I plan to rent a PODS container and park in my driveway. There will be 6 feet between the container and the garage door(home structure). I plan to leave my food in the container during fumigation. Can the gas get into the container and poison the food inside?


----------



## Half-fast eddie (Sep 19, 2020)

Isn’t the food in sealed containers?


----------



## Incameet (10 mo ago)

Not sure if a PODS container is sealed from outside air after closed. Yes, most of food will be in food containers.


----------



## SpentPenny (Dec 15, 2020)

Food in closed containers (not necessarily "sealed") should be fine. You said "most" would be in containers - what about the remainder? If you are nervous about it then take it to a neighbor or friend.


----------



## Nik333 (Mar 1, 2015)

Didn't the company doing the "fumigation" give you info? I wouldn't assume that a PODS container is airtight. Certain food storage is okay and some is not. Is this for a termite gassing?

I went thru that years ago & it wasn't hard, but, I think my cat got too close to a neighbor's tenting & he became deathly ill. He survived with Vet care.


----------



## Incameet (10 mo ago)

Nik333 said:


> Didn't the company doing the "fumigation" give you info? I wouldn't assume that a PODS container is airtight. Certain food storage is okay and some is not. Is this for a termite gassing?
> 
> I went thru that years ago & it wasn't hard, but, I think my cat got too close to a neighbor's tenting & he became deathly ill. He survived with Vet care.

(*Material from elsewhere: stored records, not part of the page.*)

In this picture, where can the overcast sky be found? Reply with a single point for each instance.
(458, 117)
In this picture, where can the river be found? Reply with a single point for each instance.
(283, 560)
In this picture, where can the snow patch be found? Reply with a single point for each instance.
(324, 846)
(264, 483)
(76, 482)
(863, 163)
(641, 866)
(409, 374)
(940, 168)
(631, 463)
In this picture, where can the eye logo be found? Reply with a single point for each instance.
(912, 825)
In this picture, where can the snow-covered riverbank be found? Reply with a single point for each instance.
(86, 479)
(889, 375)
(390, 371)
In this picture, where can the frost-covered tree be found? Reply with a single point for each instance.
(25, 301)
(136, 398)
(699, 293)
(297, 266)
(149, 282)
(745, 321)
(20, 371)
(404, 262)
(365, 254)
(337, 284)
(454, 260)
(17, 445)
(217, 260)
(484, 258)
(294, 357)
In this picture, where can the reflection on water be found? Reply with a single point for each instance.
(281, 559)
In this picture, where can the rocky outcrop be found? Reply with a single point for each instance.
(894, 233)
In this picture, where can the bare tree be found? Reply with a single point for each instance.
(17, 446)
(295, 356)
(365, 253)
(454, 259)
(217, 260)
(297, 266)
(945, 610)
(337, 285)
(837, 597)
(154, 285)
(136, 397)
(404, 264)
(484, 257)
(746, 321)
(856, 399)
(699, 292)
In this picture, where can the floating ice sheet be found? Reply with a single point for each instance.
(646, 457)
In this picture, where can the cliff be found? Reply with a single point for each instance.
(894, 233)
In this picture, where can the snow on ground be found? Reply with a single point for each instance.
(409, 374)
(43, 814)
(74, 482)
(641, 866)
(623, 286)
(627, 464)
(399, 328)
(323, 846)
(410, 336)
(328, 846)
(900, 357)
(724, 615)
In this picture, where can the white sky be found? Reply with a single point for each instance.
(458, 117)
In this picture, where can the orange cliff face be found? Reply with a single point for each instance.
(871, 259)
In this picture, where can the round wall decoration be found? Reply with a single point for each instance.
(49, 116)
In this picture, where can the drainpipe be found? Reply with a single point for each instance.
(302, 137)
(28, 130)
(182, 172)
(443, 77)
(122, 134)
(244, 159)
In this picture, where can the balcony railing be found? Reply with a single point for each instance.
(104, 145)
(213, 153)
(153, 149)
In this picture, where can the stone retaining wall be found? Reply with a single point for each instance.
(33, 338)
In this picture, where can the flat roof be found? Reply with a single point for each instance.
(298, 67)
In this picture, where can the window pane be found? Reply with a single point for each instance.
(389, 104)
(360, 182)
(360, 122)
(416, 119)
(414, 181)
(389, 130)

Yes this is for a termite gassing. I did talk to the company. They said it would fine to store food in a PODS container. I just want to get a second opinion from other people.


----------



## Nik333 (Mar 1, 2015)

Incameet said:


> Yes this is for a termite gassing. I did talk to the company. They said it would fine to store food in a PODS container. I just want to get a second opinion from other people.


I think I put ours in the car. Cats, too. We stayed in a hotel.
I just read that PODS are weather resistant. It seems that to be air-proof would be a terrible risk for kids & pets. That's why it's illegal to leave refrigerators outside without a belt. They are air proof.


----------